Although everything seems fresher it hardly seems justification for the chaos of the pools which has been caused by the storm last night.


One of the three pools which you can see from the balcony is already out of service with the perimeter of the pool picked out in police incident tape stopping swimmers. Though I have to say that the lurid green colour of the water is enough by itself to discourage immersion!


Our own pool now had a new level of fresh water after the deluge last night and a liberal addition of pine needles, leaves and other detritus from the surrounding trees. My morning swim was a combination of exercise and hoovering. At each stoke my hands would encounter something organic and at the end of each length I would jettison the rubbish and start a new sweep.


Being surrounded by the number of pine trees that we are each storm brings a shower of pine needles which are then cleared up by extremely noisy portable air blowers which are used at extremely early hours of the day. These save the operators having to lower their dignity by using a mere brush to gather up the pine needles. Actually, from personal experience, I can assure you that sweeping up recalcitrant strands of resinous matter is amazingly difficult to do competently. Thinking about it I might have lacked a little commitment in my attempts – one can`t help feeling that there will be more pine needles when you have swept up one lot and so, basically, what is the point!


The same goes for so-called “housework” too. I keep remembering Quentin Crisp’s dictum that “the dust doesn’t get any thicker after six months” and feel that I am doing well with the desultory approach to cleaning public areas that I have developed. In effect that means leaving it to somebody else. And why not!


The weather today has not markedly improved and my response has been to start (at least) the work that I am supposed to be doing for the start of the new school year. How those last three words chill one’s very soul.


In what I take to be characteristic approach to the unsavoury I have started my efforts by spending money. After an exhaustive search I have found a copy of the art book which has been recommended to me by Suzanne and I have ordered two Media Studies books from the good old Welsh Joint Education Committee. As the publishers of my only “book” I feel that I can do little else but support their educational efforts!

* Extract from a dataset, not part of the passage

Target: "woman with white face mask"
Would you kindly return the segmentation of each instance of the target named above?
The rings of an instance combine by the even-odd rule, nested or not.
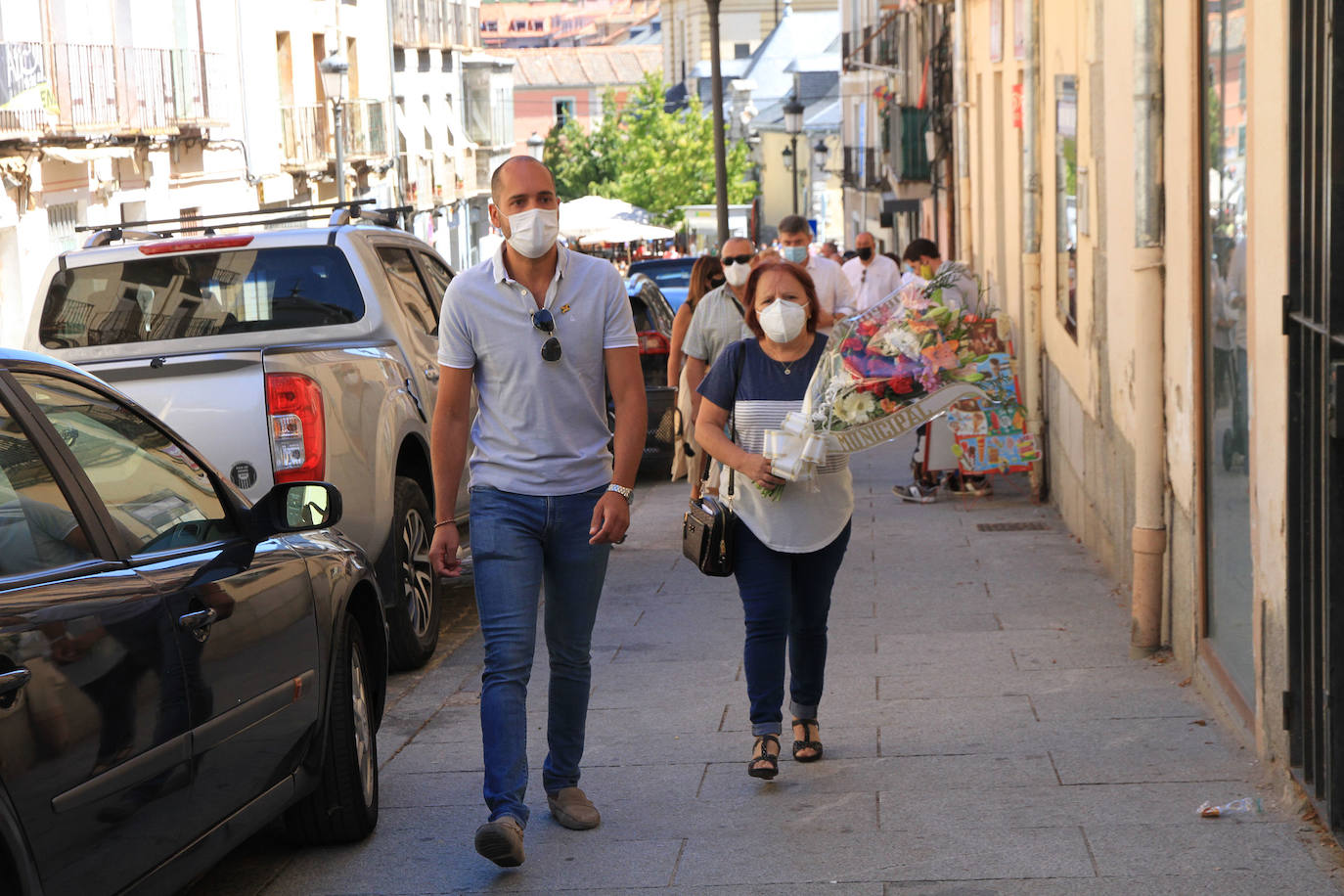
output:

I am trying (probably vainly) to resist the temptation to send for a copy of “The Longest Journey” by E M Forster which, if I am absolutely honest (as when am I not) I am not completely sure that I had heard of. It raises not a scintilla of memory and, what makes it worse, is that it is the book which Lionel Trilling described as “perhaps the most brilliant, the most dramatic, and the most passionate of his works.” I wonder how much it is on Amazon.


But back to work. Or do I hear The Family returning from their walk along the paseo. I must descend and have a cup of tea.


One must always keep a sense of proportion.